En 1692 Halley planteó la idea de que la Tierra era en realidad una cáscara hueca de unos 800 km de espesor. El interior estaría formado por otras dos cáscaras concéntricas (del diámetro de Venus y Marte) y un núcleo interno (del diámetro de Mercurio). Las cáscaras estarían separadas entre sí por atmósferas gaseosas y rotarían a distinta velocidad. La idea tenía su fundamento en un valor erróneo de la densidad lunar calculado por Newton, lo que obligaba a que la Tierra fuera menos pesada de lo que es en realidad. La teoría de la Tierra hueca permitía dar respuesta también al origen de las auroras. Halley vio una intensa aurora boreal en Londres en 1716. Además de su propio testimonio, recopiló impresiones de otros testigos de distintos lugares y trazó las formas de los arcos aurorales. Halley especuló con que este fenómeno luminoso no eran sino emanaciones de gases procedentes de las atmósferas de las capas interiores de la Tierra.

En el retrato oficial para la Royal Society realizado en 1736 por el pintor sueco Michael Dahl podemos ver a Halley sosteniendo un modelo de su Tierra hueca. Crédito: © The Royal Society

Halley había dedicado mucho tiempo al estudio del magnetismo terrestre tras haber recorrido buena parte del globo en barco haciendo mediciones de la variación de la aguja de la brújula. Debido a la falta de datos globales, en 1683 llegó a la conclusión de que en la Tierra había cuatro polos magnéticos. La idea de una Tierra hueca también permitía ofrecer una explicación a este hecho, pues cada cáscara disponía de su propio campo magnético y sus efectos eran apreciables en las capas superiores.

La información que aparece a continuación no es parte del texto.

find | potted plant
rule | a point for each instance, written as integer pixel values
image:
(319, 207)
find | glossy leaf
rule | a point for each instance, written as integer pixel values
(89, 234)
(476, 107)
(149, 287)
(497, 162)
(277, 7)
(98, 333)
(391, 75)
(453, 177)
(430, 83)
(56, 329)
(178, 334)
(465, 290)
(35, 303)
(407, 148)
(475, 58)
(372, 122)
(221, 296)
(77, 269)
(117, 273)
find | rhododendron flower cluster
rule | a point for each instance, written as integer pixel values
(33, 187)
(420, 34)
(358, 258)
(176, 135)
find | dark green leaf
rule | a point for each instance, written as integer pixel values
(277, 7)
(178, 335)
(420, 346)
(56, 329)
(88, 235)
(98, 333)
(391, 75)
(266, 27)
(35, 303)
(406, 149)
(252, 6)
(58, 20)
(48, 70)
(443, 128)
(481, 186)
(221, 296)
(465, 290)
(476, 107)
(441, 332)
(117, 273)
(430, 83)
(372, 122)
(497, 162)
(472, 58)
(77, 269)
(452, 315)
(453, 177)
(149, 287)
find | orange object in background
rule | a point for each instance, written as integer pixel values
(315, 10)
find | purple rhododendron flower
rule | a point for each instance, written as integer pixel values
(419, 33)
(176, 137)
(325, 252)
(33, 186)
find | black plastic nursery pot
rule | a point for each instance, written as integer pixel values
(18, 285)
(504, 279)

Además de la necesidad astronómica derivada de los cálculos erróneos de Newton había otras razones que hacían plausible que la Tierra fuera hueca. Por una parte, para un pensador del siglo XVIII era necesario conciliar los datos geográficos y geológicos con las narraciones bíblicas de la Creación y del Diluvio. En este sentido destaca la obra del jesuita Athanasius Kircher Mundus subterraneus publicada en la época.

Grabado del interior de la Tierra en Mundus subterraneus de Kircher. Crédito: Wikimedia Commons

Para Halley era una prueba adicional de la omnipotencia del Creador que las esferas interiores estuvieran habitadas por seres vivos. La Tierra hueca se entendía mejor en una cosmovisión en la que los terremotos y los volcanes, las cavernas, las simas, los manantiales o la existencia de fósiles no tenían una explicación sencilla. Estas ideas de Halley dieron pie a numerosas teorías disparatadas.